The New Year has recently rung in amidst the hustle and bustle of scores of tourists and party revellers. Many of us will look for better fortunes or wish to expand our business ventures. Others might look for opportunities to hone new skills and make progress on their undertakings. Some might find themselves grappling between the two and figure out that the closing of another year only entails an expiry date to our unaccomplished goals and aspirations.
It’s an excellent thing to review our performances each year to strive for excellence which comes with progress. Some of us might have to change our game plan with successive failures. Each setback offers us an opportune moment to re-evaluate ourselves and own our struggles. It’s worthwhile if we learn to own our story before someone else talks us into believing that it is our ultimatum. Many might have a string of resolutions that involves dire commitments to various creative pursuits. Those coming out of irrevocable damages should take pride in their story and start regaining confidence in themselves. We have a need to feel a sense of belongingness and so we go about waiting for people to validate our performance, like for example, updating our status and waiting for people to press that ‘like’ button. With successive wins, it gets disparaging when reality hits hard and our popularity becomes oblivious. It’s much easier grieving over our past errors and living in condemnation accepting that it was written in our destiny. We convince ourselves, with that eventually becoming our reality. Sometimes pain obscures our vision to see the reasons that required of us to withdraw from familiar backgrounds that we were accustomed to.

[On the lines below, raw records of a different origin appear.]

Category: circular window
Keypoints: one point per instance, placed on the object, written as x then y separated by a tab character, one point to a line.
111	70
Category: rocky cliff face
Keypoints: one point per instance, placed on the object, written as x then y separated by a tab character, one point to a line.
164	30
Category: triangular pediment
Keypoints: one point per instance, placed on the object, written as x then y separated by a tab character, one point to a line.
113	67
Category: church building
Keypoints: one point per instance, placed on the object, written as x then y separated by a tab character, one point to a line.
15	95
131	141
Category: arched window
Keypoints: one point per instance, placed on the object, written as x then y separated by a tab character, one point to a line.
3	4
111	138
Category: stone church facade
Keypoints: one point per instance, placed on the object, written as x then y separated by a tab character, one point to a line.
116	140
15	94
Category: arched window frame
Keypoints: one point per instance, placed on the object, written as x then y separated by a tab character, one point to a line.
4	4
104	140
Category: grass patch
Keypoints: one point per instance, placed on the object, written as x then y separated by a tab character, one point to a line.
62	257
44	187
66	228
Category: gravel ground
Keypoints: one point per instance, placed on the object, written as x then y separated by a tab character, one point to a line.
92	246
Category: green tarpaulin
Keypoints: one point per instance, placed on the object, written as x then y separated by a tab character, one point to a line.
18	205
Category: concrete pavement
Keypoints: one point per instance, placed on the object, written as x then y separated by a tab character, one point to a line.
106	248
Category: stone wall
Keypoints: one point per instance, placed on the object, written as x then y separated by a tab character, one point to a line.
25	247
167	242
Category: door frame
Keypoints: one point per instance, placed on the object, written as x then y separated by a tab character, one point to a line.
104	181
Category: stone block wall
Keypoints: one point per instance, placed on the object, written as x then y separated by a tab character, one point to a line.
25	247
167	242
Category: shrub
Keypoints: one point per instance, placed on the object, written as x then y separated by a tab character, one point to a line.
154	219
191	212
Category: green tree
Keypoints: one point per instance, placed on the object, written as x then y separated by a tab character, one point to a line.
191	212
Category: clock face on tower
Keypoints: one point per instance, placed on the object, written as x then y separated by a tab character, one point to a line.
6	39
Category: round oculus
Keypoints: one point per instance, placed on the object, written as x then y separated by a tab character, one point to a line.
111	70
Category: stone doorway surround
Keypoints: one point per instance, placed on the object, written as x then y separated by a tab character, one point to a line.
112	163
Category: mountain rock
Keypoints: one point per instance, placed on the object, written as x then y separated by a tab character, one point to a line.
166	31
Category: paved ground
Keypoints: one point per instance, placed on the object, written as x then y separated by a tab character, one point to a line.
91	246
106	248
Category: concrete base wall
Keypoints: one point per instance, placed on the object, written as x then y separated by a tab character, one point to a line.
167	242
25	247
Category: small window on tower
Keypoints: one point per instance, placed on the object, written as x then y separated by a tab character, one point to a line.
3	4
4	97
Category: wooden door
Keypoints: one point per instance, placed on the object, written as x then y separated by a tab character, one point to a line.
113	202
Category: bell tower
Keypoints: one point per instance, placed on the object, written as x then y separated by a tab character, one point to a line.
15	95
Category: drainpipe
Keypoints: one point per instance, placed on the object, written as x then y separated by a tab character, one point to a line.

To illustrate, a person who has just been emotionally broke and left to fend on their own, needs to understand that people leave for a purpose and were probably meant to be a chapter in our story. If you are the one who has been responsible for the exit, then you need to reconcile with the fact that you can do better the next time if you understand what led to such disastrous consequences. None of our encounters are ever wasted if we actualise our experience and use it to empathise with others. We can do much better with it instead of wasting the pain. Attaching feelings of remorse or self pity only clouts our thought processes and in turn triggers our emotions.
What drives us to make resolutions? Humans have an unquenchable desire to better themselves and seek novel approaches to enhance their adaptation skills thereby attaching mirth and valour to their survival instincts. As I set out to pen my resolutions with conviction, I thought of starting off with my accomplishments and later on moving on to the tasks that I neglected to work upon previously. Well, with the feel of freshness catching into the bones, I felt it worthwhile investigating our failed targets instead of creating brand new goals in hindsight.
Just think about your present circumstances and how far your past has brought you to the present. Was it worth the experience? It’s mandatory to take inventory of our life. In order to exude confidence and authenticate your story you have to raise your standards and associate yourself with rituals that will form an integral part of your core existence. It’s is only on reaching the zenith of the mountain that will give us a better view of all the struggles that were crucial to our awakening.